I think Plex is helping drive the central culture of our organization. It has an established single platform by which we formalize our operations. So if I go to Überherrn, Germany, that's the same platform with the same key measures when I go to Ramos, Mexico. The single system is allowing our commercial team, our supply chain, our operations managers, our material management, to work all the same way, all the time.

I think the payoff is the single way to operate a business. I think it's a single way to help generate culture.

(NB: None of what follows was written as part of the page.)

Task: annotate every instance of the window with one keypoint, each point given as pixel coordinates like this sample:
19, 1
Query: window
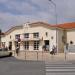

The wrap - on Plex UX, extending the platform, and the road ahead

As for Plex UX, Plex's new UX and platform, Motus isn't running on it yet. Evans says the incentive to move are features Plex is announcing that are only available on Plex UX. But any new moves will be on Plex UX:

If we're going to organically grow, which we have opportunities to do in the southern states, we're probably going to launch on Plex UX. If I do another acquisition, I'm probably gonna launch on UX. There's no reason for me to launch on Plex classic anymore.

Evans has advice for companies new to Saas ERP: go vanilla wherever you can.

I would say the success of implementing with Plex is the focus, the users on taking the functionality that's there. As they say, perfection is the enemy of great, and great is the enemy of good. If it's not business differentiating, take what's out of the box and use it.

After joking that he's customized more ERP systems than he can count, Evans advises a different course for Plex customers:

The way you invoice is not a business differentiator. It doesn't make sense to say that "we do it this way."

Connected manufacturing was a big theme at PowerPlex. Is Evans eyeing emerging tech? Short answer: yes.

As I look at connected systems, as I look at ways I can extend the capabilities upon my core Plex systems.

Evans gave the example of sequencing, functionality which Plex has now added as of the spring release. He's tracking Plex sequencing as it matures. In another other case, he selected Systems X, a third party tool for tax and invoice tracking that meets Mexican government requirements. It's another feature Plex has added:

I couldn't wait for that, but Plex gave me an extensible, supportable platform to extend with Systems X. It works; my controller down in Mexico loves it. And I don't have to worry about it anymore. If I needed to do some in-depth sequencing now, I could go to InSequence or something like that. Again, I still feel like the platform, the core platform, is delivering what I need out of that.

The acquisition fun isn't over for Evans. This time, however, it's a divestiture. Evans and team are now chunking off part of their IT systems pertaining to that divestment. With mergers, upgrades, and extensions on his mind, Evans has plenty of feedback for Plex Systems. He is now part of the Plex Customer Advisory Board (CAB), where that dialogue will surely continue.